Monday, November 06, 2006

Macias v. County of Los Angeles (Cal. Ct. App. - Oct. 27, 2006)

It's been a fairly lazy November for the California judiciary thus far. Perhaps everyone's focused on the election; and, in some cases, on their own retention.

But that simply allows us to revisit the quality manner in which our government sometimes treats its citizens. Let's see, for example, what happens to Trinidad Macias at the hands of
Los Angeles County Sheriff’s Department in this case:

"At approximately 5:00 a.m. on August 28, 2002, Macias was praying the rosary as he sat on the toilet in his home in Pico Rivera, California. Macias, then a 60-year-old retired college professor, has 90 percent hearing loss in both ears and was not wearing his hearing aid at the time. He was dressed in only a t-shirt, with no clothing below the waist.

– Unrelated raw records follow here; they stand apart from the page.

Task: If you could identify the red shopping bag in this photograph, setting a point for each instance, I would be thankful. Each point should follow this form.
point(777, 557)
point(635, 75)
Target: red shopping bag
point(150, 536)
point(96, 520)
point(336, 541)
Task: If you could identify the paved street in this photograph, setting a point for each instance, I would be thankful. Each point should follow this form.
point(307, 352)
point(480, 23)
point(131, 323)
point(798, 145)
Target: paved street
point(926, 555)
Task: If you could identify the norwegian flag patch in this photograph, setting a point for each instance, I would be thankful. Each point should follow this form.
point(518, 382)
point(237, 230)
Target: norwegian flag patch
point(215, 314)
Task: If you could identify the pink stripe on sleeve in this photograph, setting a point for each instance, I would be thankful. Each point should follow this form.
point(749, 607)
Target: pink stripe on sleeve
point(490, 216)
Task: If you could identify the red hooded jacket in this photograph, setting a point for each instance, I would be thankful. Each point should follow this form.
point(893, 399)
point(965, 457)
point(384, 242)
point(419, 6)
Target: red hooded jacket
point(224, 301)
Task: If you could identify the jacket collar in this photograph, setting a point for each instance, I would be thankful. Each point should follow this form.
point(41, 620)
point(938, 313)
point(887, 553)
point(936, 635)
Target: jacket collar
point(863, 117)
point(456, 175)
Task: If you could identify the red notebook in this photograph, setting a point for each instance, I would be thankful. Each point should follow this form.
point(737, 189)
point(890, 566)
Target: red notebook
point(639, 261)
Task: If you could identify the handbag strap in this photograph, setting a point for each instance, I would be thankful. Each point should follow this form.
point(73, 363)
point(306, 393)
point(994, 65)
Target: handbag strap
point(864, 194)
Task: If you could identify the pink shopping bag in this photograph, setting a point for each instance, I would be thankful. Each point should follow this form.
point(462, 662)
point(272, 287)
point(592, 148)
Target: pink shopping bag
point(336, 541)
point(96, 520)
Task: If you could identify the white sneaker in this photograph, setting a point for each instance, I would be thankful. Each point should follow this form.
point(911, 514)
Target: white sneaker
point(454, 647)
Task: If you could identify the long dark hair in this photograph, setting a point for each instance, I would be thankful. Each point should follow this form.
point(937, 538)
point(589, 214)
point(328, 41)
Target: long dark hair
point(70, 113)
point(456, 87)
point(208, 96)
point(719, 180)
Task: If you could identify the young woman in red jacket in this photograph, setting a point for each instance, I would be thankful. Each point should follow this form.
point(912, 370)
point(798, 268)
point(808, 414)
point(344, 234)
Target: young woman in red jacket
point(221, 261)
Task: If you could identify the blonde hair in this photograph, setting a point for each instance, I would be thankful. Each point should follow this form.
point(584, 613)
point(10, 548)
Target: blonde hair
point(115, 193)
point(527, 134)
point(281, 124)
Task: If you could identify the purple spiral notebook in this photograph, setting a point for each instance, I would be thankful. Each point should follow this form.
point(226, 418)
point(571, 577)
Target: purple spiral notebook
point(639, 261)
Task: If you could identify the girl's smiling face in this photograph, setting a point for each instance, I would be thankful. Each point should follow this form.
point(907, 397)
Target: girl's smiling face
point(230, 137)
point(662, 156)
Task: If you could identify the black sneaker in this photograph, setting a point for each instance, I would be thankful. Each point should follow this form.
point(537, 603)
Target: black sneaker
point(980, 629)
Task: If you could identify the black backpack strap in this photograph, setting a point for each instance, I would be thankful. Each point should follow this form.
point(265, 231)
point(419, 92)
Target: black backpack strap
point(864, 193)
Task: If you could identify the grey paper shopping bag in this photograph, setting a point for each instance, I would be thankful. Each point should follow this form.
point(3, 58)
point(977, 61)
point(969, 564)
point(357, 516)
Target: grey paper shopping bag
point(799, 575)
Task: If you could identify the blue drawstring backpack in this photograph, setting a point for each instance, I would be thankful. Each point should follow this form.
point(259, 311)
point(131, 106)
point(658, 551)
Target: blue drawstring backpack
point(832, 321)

Macias felt a rumbling sensation under his feet that felt like an earthquake, and then three deputies wearing combat-type clothing burst into the bathroom with their guns drawn. Macias pointed to his ears to try to indicate that he was deaf.

The deputies pulled Macias off the toilet, threw him to the floor, and dragged him outside, striking his shoulder against the wall in the process. Once outside, he was guarded by another deputy. Macias was forced to stand in his driveway wearing nothing but a t-shirt, with his genitals exposed, under guard and unable to reenter his house to get more clothing or his hearing aid, for roughly one hour. It took the deputies only about four minutes, however, to determine that there were no safety threats within Macias’ home. Because of Macias’ sparse clothing, it was immediately apparent that Macias himself was not a safety threat."

Why drag a half-naked 60-year old man praying the rosary on his toilet into the street at gunpoint and display him in public for more than an hour? Because "[a] confidential informant had told [police] that Steve Hernandez, a reputed member of the Pico Nuevo street gang, lived
in the garage at Macias’ home [and] [a]ccording to the informant, [] sold methamphetamines from Macias’ garage without Macias’ knowledge and also stored weapons either in the garage or under the house."


Not that it matters, but they found neither drugs nor guns in the house. But, hey, that rosary could easily have been used as a weapon.